Data showed that Parkinson’s patients had increased levels of the protein PIG3. Using other laboratory techniques, the team found that high expression of this protein leads to neuronal death, and blocking its expression was associated with a reduction in neuronal loss. Together, these results indicated that PIG3 works by promoting cell death, which may explain the mechanism behind the LRRK2G2019S mutation.
Findings also suggest that the Interrogative Biology platform may be a useful tool in predicting the development of neurodegenerative disorders by detecting several proteins that may work together and contribute to a given pathology.

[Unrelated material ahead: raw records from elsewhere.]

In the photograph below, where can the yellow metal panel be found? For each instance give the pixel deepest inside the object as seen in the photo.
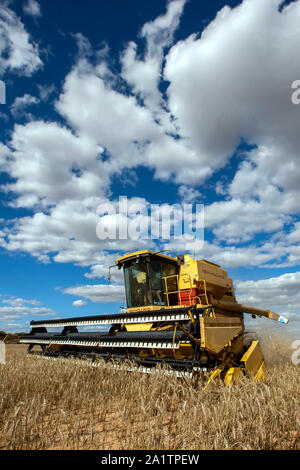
(253, 359)
(217, 332)
(233, 375)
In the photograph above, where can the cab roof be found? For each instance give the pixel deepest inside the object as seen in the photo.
(145, 253)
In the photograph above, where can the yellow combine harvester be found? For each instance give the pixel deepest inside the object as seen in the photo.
(180, 312)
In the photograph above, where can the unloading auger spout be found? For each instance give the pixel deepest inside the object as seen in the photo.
(181, 313)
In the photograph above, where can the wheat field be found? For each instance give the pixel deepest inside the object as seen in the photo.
(70, 405)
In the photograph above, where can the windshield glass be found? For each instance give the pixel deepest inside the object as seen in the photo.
(144, 282)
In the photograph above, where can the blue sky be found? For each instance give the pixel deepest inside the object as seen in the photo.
(164, 103)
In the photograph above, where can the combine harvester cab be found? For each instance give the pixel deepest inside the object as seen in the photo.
(180, 312)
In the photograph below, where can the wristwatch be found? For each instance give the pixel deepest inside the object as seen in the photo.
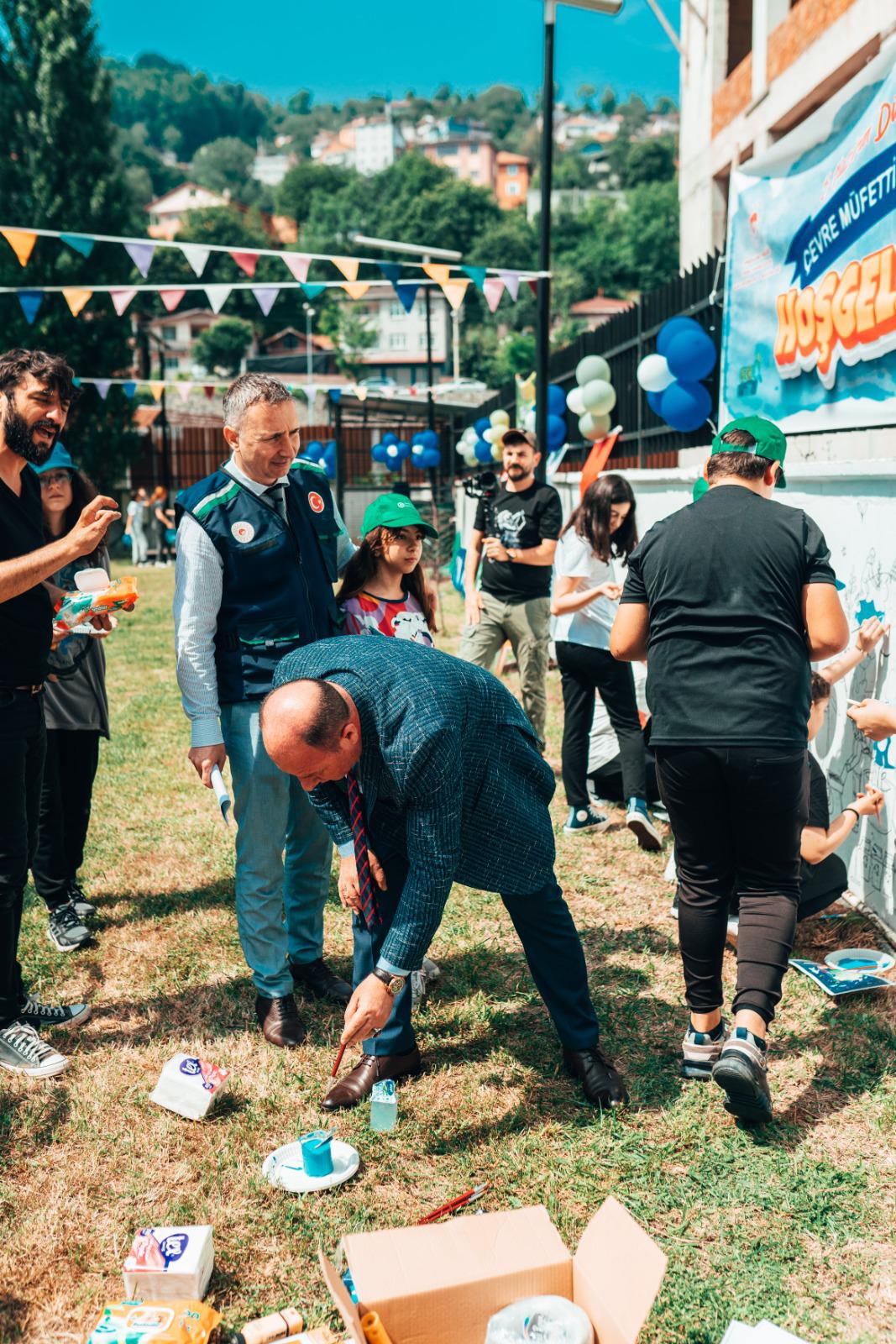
(392, 983)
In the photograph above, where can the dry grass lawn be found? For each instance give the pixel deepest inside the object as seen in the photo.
(794, 1222)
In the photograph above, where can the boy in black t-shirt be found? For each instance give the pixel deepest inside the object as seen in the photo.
(515, 600)
(728, 600)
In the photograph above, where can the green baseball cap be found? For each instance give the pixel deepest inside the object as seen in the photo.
(394, 511)
(770, 443)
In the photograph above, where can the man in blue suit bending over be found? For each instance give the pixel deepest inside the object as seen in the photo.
(426, 772)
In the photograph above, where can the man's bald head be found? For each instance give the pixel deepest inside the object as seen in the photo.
(311, 729)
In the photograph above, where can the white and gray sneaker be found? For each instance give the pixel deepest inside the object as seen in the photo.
(22, 1052)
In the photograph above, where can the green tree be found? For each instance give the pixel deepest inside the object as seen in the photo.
(60, 170)
(221, 349)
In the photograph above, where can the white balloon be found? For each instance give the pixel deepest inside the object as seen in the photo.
(575, 403)
(600, 396)
(591, 367)
(654, 374)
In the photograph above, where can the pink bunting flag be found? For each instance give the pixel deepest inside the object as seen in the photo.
(120, 299)
(141, 255)
(265, 296)
(297, 265)
(511, 281)
(492, 288)
(246, 261)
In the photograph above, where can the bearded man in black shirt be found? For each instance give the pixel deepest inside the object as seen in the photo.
(35, 394)
(730, 600)
(517, 558)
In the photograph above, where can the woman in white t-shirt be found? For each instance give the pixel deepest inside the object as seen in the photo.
(584, 604)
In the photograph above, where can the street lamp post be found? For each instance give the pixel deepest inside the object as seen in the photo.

“We’re excited to continue to push the boundaries of what’s possible with the Interrogative Biology system,” said Niven Narain, CEO, co-founder and president of BERG, in a news release. “The Interrogative Biology system is able to fill the knowledge gap through seemingly unrelated patient biology — as in this instance, where we used skin cells to discover key insights about a neurological disorder.
“In addition, unraveling novel biology into the [nervous system] disease space where the basic understanding of diseases like [Parkinson’s] is not fully elucidated offers the field insight that may lead to developing disease-modifying drugs,” Narain said.
BERG reported that it will continue to use the platform to further understand the relationship between LRRK2 and PIG3, as well as uncover other mechanisms associated with Parkinson’s disease and other neurodegenerative diseases.